Gender Pay Gap in Law Firms

Attorney at Law Magazine is a national B2B professional journal for and about lawyers in private practice. The magazine focuses on the industry, its events, events, as well as the professionals and companies that contribute to its success. The editorial is a collaboration of interviews with professionals, columns from industry experts and articles on advancing your legal practice through marketing, practice management and client service. We can and must continue to gradually close the gender pay gap. History will thank us. If initial salary negotiations play a central role in the gender pay gap among lawyers, what can law firms and young lawyers do about it? Companies could level the playing field to make wages non-negotiable. Hiring partners should also be aware of this inequality in wage negotiations and recognize unconscious biases that could lead them to punish women more than men in wage negotiations. Even a boring and buzzing compensation review season is supreme brutality in a law firm. What are we waiting for for the next law firm examination season? It will be anything but routine. Although women have made significant progress in the legal profession, women lawyers continue to earn far less than lawyers.

Based on survey data from a large sample of full-time lawyers in Texas, we find a gender pay gap of thirty-five thousand dollars in the median that cannot be explained by differences in human capital or occupational segregation. We also provide evidence that the legal market particularly disadvantages women who excel in law schools. While high academic performance significantly increases lawyers` income, it does not have the same effect on women`s incomes. High-performing female lawyers earn less than high-performing female lawyers in all practice settings and earn less than their lower-performing male counterparts in private practice. We conclude that discrimination in the legal profession results in part from the devaluation of women`s human capital, so that the excellent academic qualifications and other qualities valued by men are much less appreciated by women. N°2: More transparency around remuneration. A 2013 report by the American Bar Association recommended that companies put all factors on which compensation decisions are made in writing and communicate them to all partners. This would encourage compensation committees to adhere to the stated principles and allow partners to understand how compensation decisions are made. So what explains wage inequality? Research shows that a number of factors contribute to the gender pay gap in the law.

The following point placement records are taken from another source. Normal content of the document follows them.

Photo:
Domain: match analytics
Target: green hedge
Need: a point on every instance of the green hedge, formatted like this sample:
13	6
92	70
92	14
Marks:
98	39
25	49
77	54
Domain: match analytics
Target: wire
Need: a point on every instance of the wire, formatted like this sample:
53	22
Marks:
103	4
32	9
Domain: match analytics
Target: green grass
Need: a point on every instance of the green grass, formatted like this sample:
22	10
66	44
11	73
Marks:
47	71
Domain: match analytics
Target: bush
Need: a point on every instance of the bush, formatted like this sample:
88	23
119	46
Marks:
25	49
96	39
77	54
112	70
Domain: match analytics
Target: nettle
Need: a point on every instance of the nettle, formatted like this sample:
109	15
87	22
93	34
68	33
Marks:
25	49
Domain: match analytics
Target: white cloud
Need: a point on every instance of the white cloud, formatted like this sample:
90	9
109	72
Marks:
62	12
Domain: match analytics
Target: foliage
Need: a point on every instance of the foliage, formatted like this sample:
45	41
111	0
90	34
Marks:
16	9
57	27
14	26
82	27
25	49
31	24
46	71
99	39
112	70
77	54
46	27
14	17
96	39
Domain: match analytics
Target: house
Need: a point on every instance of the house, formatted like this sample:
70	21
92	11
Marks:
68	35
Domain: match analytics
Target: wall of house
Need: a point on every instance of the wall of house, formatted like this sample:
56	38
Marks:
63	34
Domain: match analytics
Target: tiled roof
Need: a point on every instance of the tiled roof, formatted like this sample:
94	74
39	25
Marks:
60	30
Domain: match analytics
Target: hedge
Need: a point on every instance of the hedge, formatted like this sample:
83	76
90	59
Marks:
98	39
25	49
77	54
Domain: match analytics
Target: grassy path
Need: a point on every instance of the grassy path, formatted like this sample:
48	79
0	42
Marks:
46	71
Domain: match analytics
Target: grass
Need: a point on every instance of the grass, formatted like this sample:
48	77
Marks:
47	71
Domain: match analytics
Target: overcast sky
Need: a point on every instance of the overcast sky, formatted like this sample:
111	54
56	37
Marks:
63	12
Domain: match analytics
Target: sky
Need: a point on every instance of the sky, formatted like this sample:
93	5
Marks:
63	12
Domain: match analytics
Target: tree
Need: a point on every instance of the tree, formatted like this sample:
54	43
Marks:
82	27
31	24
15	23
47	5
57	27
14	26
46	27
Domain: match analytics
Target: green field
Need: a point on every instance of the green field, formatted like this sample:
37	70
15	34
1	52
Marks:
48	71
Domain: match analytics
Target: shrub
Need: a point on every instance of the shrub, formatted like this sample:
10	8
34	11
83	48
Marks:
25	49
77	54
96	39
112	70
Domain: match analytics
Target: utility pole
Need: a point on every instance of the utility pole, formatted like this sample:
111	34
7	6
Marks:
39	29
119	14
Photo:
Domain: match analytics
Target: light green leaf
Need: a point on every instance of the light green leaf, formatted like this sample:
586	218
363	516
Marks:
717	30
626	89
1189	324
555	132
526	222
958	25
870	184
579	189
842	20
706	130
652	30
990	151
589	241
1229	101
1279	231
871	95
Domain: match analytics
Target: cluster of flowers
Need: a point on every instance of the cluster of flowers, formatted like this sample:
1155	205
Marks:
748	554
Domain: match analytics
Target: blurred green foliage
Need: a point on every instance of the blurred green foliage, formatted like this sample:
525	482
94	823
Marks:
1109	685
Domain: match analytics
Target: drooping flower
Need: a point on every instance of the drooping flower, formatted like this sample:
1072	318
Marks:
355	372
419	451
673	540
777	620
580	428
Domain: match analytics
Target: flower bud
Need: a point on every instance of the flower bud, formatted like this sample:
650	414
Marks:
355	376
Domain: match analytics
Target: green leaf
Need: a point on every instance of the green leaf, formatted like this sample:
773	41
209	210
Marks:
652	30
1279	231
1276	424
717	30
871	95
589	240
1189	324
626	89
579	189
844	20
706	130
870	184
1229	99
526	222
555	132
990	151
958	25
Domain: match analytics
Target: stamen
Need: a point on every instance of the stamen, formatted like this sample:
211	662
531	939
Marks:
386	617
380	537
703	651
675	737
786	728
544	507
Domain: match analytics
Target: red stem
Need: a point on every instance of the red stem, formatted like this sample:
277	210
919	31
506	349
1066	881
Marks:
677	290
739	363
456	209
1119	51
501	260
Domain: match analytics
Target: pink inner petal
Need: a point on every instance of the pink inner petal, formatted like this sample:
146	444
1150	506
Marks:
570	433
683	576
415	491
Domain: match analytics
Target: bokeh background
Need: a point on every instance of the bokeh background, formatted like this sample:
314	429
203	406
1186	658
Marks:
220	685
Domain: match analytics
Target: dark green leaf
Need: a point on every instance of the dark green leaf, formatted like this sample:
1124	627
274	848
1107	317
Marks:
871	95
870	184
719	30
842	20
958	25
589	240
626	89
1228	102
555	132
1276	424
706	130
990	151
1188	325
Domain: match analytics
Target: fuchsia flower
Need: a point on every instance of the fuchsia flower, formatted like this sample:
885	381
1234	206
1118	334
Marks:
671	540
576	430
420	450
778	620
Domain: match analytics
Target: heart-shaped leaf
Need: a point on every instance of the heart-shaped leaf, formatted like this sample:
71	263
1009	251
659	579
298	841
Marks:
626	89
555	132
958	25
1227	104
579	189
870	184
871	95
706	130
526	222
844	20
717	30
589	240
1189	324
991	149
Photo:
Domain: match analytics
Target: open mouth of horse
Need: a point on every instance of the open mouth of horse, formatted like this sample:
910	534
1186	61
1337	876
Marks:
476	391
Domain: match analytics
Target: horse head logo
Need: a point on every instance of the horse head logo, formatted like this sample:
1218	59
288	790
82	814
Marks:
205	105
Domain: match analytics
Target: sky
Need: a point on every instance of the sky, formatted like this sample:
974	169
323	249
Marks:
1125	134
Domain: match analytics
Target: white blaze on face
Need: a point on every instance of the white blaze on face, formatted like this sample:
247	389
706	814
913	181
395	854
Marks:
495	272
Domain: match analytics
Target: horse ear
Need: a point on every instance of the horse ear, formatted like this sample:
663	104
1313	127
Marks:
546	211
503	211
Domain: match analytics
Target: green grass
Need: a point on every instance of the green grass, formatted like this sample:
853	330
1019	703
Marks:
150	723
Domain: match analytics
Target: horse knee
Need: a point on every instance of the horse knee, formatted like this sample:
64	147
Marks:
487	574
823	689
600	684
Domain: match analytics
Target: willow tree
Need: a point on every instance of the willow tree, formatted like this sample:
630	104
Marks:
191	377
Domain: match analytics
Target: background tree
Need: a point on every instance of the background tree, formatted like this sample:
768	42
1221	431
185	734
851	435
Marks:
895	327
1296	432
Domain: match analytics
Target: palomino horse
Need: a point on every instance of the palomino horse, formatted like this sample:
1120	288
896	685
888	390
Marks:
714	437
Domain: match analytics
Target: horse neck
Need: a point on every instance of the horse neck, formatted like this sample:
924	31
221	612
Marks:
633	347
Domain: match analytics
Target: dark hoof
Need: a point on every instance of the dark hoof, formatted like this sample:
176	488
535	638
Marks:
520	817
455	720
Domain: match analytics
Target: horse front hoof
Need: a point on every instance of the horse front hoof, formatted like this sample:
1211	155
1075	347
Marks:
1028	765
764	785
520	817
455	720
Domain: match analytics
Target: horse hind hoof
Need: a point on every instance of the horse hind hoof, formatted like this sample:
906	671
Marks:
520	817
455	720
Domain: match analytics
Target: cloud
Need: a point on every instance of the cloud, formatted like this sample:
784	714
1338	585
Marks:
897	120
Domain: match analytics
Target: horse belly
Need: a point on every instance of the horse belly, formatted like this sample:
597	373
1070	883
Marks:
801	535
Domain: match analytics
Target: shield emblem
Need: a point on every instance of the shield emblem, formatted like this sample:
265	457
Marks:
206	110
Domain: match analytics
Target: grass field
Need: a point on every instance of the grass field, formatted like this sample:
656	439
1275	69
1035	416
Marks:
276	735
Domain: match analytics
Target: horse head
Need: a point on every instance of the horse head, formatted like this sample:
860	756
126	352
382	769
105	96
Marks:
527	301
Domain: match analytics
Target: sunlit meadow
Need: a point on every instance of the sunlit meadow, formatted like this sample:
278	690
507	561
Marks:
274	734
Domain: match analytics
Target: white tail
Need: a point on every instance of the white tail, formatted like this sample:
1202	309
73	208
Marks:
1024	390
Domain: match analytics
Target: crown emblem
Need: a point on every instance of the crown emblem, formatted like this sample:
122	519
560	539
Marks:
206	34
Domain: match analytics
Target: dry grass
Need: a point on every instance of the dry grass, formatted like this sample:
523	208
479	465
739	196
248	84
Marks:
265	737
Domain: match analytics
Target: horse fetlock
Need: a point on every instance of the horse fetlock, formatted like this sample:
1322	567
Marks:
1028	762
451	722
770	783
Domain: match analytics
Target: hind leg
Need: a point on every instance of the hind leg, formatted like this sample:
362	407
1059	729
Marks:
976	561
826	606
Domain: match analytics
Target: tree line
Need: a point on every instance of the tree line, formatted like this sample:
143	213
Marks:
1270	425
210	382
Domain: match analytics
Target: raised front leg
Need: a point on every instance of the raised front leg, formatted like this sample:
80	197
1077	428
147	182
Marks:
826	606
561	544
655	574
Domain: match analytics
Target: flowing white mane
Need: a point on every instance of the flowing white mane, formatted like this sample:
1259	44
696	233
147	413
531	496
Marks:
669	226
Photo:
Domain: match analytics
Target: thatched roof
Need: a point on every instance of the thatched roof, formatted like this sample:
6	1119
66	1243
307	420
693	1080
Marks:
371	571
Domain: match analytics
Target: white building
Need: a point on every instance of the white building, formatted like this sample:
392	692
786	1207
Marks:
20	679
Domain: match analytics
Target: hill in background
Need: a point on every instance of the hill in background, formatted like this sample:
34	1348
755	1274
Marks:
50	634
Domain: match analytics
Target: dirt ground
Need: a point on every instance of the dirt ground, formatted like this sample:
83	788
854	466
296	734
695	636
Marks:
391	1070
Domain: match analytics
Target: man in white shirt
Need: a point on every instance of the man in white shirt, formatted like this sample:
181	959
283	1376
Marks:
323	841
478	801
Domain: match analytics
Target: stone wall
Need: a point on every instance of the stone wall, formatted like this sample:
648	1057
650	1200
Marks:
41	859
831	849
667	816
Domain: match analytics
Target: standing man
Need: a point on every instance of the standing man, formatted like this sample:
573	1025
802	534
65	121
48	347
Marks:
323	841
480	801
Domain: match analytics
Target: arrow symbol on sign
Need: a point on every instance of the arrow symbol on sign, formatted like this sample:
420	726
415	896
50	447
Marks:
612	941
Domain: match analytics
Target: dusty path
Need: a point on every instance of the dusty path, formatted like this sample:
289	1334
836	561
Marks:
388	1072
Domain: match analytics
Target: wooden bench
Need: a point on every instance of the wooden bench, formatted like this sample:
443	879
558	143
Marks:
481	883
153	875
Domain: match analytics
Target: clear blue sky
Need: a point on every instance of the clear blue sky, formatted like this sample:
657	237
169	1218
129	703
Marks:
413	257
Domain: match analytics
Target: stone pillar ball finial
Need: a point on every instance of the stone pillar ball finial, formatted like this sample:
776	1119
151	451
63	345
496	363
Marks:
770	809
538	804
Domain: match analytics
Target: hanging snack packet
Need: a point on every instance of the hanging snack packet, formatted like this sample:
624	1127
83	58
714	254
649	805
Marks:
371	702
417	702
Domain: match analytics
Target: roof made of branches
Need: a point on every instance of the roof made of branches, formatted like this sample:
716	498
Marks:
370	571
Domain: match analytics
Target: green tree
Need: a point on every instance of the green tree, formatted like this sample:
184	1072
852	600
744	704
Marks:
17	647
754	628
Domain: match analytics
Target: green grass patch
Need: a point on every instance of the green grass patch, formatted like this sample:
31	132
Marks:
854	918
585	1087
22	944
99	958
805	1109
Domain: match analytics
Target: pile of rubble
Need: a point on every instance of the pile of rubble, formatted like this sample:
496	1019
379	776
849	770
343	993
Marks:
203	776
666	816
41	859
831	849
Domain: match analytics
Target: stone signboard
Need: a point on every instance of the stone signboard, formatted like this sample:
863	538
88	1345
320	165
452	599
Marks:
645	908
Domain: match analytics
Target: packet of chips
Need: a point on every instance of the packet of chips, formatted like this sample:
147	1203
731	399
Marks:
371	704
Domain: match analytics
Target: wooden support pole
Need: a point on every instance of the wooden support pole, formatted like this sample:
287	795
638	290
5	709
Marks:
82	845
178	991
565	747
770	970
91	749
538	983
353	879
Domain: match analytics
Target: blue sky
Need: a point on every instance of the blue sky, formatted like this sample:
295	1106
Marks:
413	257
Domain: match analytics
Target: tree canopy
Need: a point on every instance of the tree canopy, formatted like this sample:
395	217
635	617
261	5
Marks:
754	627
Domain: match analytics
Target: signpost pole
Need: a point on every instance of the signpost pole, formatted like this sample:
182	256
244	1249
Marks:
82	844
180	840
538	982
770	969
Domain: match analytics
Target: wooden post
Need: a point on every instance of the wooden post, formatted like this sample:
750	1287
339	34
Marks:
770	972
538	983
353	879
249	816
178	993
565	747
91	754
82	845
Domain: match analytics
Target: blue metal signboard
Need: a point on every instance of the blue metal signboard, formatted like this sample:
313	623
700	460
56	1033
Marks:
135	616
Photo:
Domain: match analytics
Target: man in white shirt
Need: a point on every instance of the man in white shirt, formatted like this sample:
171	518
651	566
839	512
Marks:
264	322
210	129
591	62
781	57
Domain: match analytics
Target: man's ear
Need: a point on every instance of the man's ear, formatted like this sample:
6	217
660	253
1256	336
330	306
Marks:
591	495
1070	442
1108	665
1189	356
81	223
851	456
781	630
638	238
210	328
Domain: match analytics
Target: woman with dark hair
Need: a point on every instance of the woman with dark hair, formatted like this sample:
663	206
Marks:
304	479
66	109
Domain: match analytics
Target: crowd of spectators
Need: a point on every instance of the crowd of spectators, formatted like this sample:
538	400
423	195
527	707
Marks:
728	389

One thing is clear from the data: women lawyers are not paid less than their male partners because they work fewer hours or do inferior work. In fact, studies consistently show that women work more efficiently (fewer hours than men charge for certain tasks) and that women`s average annual billable annual working time exceeds that of their male counterparts. The whirlwind of the law firm`s «wage war» means that compensation issues will have an outsized impact. There`s also a call for unprecedented pay transparency, with many companies willing to tell the world exactly what their lawyers are doing. «Why do female partners have such a low percentage as men?» asked Lowe in the Law.com interview. «Is it still the network of old boys, and women are directed to inferior work? As a lawyer`s husband, we had very different experiences in the early years, and there are so many systemic gender issues that come into this work. In the wake of the U.S. women`s soccer team`s dominant World Cup this summer and their sex-discrimination lawsuit against American football, the gender pay gap has returned in the news — raising the question of whether such wage gaps exist for new law graduates. According to statistics from ABA`s 2019 publication A Current Glance at Women in the Law, female lawyers` weekly salaries were 80% of men`s salaries in 2018, and male partners received 27% more than female partners. While we know that wage gaps between employment industries tend to be smaller when men and women are in the early stages of their careers, and widen significantly over time, it is always useful to look at where pay gaps may exist early on and whether this has changed over time. Law firms may not consider how good they are when it comes to having many tools needed to explain why lawyers get paid, what they get paid for. And they know the law.

So why does the wage gap persist in law firms? Lawyers are not immune to the widespread phenomenon of the gender pay gap. Law firms have the foundation to be leaders in pay equity. Many companies have lockstep or semi-lockstep compensation systems. Although it has some drawbacks, these systems have the advantage of reducing the wage gap. This level field advantage can be transferred to partner roles. Surveys of female lawyers have revealed that the across-the-board increase in domestic responsibilities and child care has not been offset by a reduction in workload, as expectations for productivity and billable hours remain unchanged. The untenable result is that for many working women, working from home is a 24/7 offering. No wonder, then, that the pandemic has also led to an «observed increase in the gender gap in mental health.» Moreover, the fact that many women simply cannot meet the competing demands of their jobs and families has led experts to predict that the pandemic will «scare off a generation of working mothers» and reverse the limited gains in professional and pay equality made in recent decades.